Let’s assume that the statistic is legitimate, at least for the time being. How can the common conception of mental health benefit from a paradigm shift, especially in employment?
In part, this question is being addressed by George Cope, President of Bell Canada and the driving force behind the telecommunications giant’s recent “Let’s Talk” campaign, which on February 9th, 2011 dedicated five cents per text and long-distance phone call on Bell’s network toward mental health. The overriding goal of this event was to initiate discussion and debate about how Canada can better deal with mental illness. You may have seen recent television ads promoting “Let’s Talk” on television, with the familiar smile of Olympic hero Clara Hughes promoting the Campaign.
Hughes was the perfect spokesperson for this event. In addition to being one of Canada’s two 6-time Olympic medalists, Hughes is an Officer of the Order of Canada, a member of the Order of Manitoba, recipient of the International Olympic Committee’s “Sport and Community” award, two-time recipient of the “Spirit of Sport” award from the Canadian Sports Awards, and recipient of a star on Canada’s Walk of Fame. And for two years following the 1996 summer games – where she won her first two Olympic medals in cycling – Hughes was afflicted with clinical depression; a common and yet commonly misunderstood mental illness.
By stepping into the spotlight now Clara Hughes is attempting to normalize the disease, and help us understand that mental illness can affect anyone. Importantly, her story helps us realize that people with mental health issues can lead normal, productive, or as in the case of Clara Hughes, extraordinary lives. This is the kind of understanding that is important in the employment context.
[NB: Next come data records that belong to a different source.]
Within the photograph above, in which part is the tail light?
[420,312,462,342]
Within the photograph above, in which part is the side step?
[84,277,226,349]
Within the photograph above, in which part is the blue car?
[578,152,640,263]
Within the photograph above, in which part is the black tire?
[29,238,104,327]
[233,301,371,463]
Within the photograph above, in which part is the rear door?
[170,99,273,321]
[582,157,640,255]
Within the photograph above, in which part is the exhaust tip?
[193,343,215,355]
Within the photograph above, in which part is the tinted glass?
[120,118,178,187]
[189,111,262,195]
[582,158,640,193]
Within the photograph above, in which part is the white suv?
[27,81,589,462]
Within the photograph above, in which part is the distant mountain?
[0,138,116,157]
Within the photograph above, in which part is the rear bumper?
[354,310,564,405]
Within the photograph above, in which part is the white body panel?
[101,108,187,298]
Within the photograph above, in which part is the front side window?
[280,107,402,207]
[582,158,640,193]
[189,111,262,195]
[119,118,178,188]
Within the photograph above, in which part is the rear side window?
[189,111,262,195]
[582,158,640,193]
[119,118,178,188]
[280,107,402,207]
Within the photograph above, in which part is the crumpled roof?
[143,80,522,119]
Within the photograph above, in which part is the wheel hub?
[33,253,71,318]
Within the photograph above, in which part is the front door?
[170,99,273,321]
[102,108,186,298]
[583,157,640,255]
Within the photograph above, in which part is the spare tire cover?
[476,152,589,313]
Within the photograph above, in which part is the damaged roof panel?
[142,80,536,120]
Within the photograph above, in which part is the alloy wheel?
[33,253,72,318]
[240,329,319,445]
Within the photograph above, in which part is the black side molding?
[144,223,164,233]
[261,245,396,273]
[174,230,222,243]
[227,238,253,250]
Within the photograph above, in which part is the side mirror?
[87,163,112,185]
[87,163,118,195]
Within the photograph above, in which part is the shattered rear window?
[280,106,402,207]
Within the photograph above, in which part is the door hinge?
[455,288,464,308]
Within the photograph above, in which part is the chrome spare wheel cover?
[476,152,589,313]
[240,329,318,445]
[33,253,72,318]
In September of 2010 the Globe and Mail reported that a single employee on short-term disability due to mental illness can cost a company upward of $18,000. Extrapolated to the whole of Canada’s workforce, that cost amounts to roughly $51 billion annually in costs and productivity loss, $34 billion in Ontario alone. These numbers are huge, especially in light of the fact that mental illnesses are generally quite treatable through medication and counseling. The problem is: employees are not getting the proper treatment for their mental illnesses. The person and the business both suffer.
Unfortunately, many people dealing with mental illness are reluctant to reach out for help because of the strong stigma still attached to all forms of mental illness. They fear being labeled as crazy, or being perceived as incompetent or even dangerous. So the illness remains internalized, unchecked, and untreated. The individual suffers in silence, and at work their productivity suffers as well.
Now imagine what benefits might follow from employers demonstrating an understanding that mental illness is both common and treatable, and a willingness to be accommodating and supportive of their employees who may be dealing with mental illness. Individuals might become more likely to seek the help they need to not only lead fuller, happier, and healthier lives, but also become more productive at work…or possibly win four more Olympic medals.
So, are one in every five employees CRAZY? No, but at some point in their lives they might need a little bit of accommodation to help you make money.